Over the weekend, the New York Times published an article warning Twitter (NYSE: TWTR) may have "reached a turning point, a phase in which its contributors have stopped trying to make the service as useful as possible for the crowd, and are instead trying to distinguish themselves from one another" and that users could "feel calcified, slowed down by the weight of its own users, cumbersome, less exciting than exhausting." As Facebook (NASDAQ: FB) is set to reports its earnings tomorrow, investors were on edge today as Twitter lost 6.20 percent, closing at $57.91. LinkedIn also fell, losing 5.60 percent, closing at $205.22. Facebook's losses were smaller, giving up 1.65 percent, to close the day at $53.55.

Analysts at BMO Capital downgraded Xerox (NYSE: XRX) to Market Perform from Outperform with a price target maintained at $11.50. The analysts noted “we upgraded Xerox in January 2013, with valuation as a key catalyst, along with several others including improving services/technology mix, and FX/yen help. Not all of our views played out, but enough that the stock moved higher. However, we no longer see valuation as compelling." Shares lost 5.60 percent, closing at $10.61.

Sales of Tata Motors (NYSE: TTM) vehicles in India fell 42 percent year over year in December, and down 31 percent for the year as a whole. Also, the company's managing director Karl Slym fell to his death in a Bangkok. Shares lost 5.51 percent, closing at $27.25.

Earnings of Note

This morning, Caterpillar (NYSE: CAT) released its fourth quarter the results. The company announced an EPS of $1.54, beating the consensus estimate of $1.28. Revenue of $14.4 billion beat the consensus estimate of $13.61 billion. The company announced a new $10 billion buyback authorization that will expire at the end of 2018. The company is forecasting its 2014 revenues to be similar to 2013 “in a range of plus or minus five percent.” The company also noted that it “sees some signs of improvement in the global economy.” Shares gained 5.94 percent, closing at $91.29.

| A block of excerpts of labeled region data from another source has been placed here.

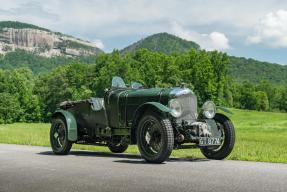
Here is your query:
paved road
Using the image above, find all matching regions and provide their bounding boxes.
[0,144,287,192]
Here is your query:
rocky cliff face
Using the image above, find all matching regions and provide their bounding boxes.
[0,27,102,57]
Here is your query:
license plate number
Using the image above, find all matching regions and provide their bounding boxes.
[198,137,221,146]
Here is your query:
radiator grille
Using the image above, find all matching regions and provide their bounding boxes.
[176,94,197,123]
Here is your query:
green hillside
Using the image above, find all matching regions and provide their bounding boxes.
[121,33,287,85]
[121,33,200,55]
[229,56,287,85]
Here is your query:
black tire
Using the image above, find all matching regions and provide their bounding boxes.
[108,140,129,153]
[137,112,174,163]
[201,113,235,160]
[50,116,73,155]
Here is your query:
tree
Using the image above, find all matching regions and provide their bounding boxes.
[254,91,269,111]
[0,93,22,123]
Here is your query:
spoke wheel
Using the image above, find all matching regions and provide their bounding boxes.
[50,117,72,155]
[137,113,174,163]
[200,114,235,160]
[108,137,129,153]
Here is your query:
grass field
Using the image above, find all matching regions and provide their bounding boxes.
[0,109,287,163]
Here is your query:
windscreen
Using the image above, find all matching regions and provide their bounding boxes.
[112,76,127,88]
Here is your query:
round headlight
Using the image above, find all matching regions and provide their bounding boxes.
[202,101,216,119]
[168,99,182,117]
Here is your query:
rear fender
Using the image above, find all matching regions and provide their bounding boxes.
[52,109,78,141]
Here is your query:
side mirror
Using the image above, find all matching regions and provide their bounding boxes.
[88,97,104,111]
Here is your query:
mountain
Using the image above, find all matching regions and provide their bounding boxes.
[0,21,103,57]
[121,33,287,85]
[229,56,287,85]
[121,33,200,54]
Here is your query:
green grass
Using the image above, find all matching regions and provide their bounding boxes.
[0,109,287,163]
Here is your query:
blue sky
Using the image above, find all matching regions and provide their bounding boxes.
[0,0,287,64]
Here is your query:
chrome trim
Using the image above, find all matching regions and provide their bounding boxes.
[170,87,193,97]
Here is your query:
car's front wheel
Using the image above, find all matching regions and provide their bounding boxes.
[108,138,129,153]
[50,116,73,155]
[201,113,235,160]
[137,112,174,163]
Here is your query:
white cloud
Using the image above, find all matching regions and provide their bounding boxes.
[172,22,230,51]
[93,39,105,49]
[247,10,287,48]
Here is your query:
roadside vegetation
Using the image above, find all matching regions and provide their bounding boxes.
[0,109,287,163]
[0,49,287,123]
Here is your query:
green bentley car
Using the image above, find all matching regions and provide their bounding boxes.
[50,77,235,163]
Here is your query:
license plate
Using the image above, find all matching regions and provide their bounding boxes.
[198,137,221,146]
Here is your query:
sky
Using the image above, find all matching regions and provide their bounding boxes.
[0,0,287,64]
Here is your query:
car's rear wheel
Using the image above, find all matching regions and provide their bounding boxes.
[108,138,129,153]
[137,112,174,163]
[200,113,235,160]
[50,116,73,155]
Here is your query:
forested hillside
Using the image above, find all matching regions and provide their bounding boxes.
[0,49,287,123]
[121,33,200,55]
[231,56,287,85]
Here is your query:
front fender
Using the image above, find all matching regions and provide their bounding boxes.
[131,102,171,144]
[52,109,78,141]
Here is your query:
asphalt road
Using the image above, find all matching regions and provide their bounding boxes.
[0,144,287,192]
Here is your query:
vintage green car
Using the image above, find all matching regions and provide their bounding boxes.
[50,77,235,163]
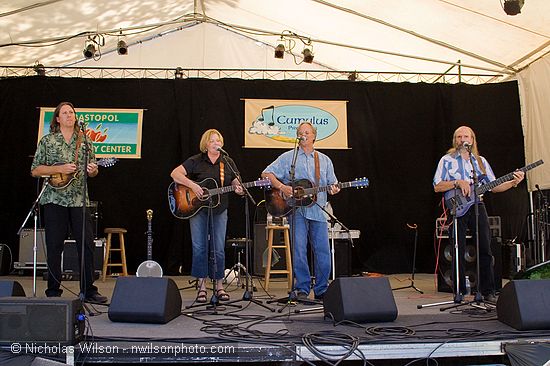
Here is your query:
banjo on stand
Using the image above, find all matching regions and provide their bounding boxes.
[136,209,162,277]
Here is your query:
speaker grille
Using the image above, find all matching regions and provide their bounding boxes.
[0,297,85,345]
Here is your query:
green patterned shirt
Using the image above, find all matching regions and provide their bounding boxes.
[31,132,96,207]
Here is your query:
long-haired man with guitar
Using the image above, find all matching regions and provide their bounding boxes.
[31,102,107,303]
[262,122,340,300]
[170,129,244,303]
[433,126,525,302]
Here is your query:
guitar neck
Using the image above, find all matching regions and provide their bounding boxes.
[476,160,543,195]
[304,181,354,195]
[208,181,256,195]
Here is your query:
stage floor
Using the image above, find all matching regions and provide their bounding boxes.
[0,274,550,364]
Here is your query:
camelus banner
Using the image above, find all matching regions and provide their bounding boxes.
[38,107,143,159]
[244,99,348,149]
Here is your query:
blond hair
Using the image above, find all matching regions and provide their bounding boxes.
[447,126,479,156]
[199,128,223,152]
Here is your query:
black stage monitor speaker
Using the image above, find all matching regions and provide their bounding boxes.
[497,280,550,330]
[323,277,397,323]
[0,280,26,297]
[0,297,85,345]
[109,277,181,324]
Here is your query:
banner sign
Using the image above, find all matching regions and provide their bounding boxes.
[244,99,348,149]
[38,107,143,159]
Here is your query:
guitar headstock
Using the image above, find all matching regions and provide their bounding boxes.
[97,157,118,168]
[351,177,369,188]
[254,178,271,187]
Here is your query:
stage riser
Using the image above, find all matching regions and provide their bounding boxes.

After the market closed, Apple released its first quarter results. The company announced an EPS of $14.50, beating the consensus estimate of $14.09. Revenue of $57.9 billion beat the consensus estimate of $57.55 billion. The company reported a gross margin of 37.9 percent, above guidance. Looking forward to the second quarter, the company expects revenue of $42 billion to $44 billion, below the consensus estimate of $46.05 billion. Shares traded lower by more than five percent at $522.10 going in to the company's post earnings conference call.

Quote of the Day

“Hiding behind their computers, both defendants are charged with knowingly contributing to and facilitating anonymous drug sales, earning substantial profits along the way.” – DEA agent James Hunt following the arrest of Charlie Shrem, CEO of BitInstant. Shrem has allegedly sold more than $1 million worth of Bitcoin to Silk Road users.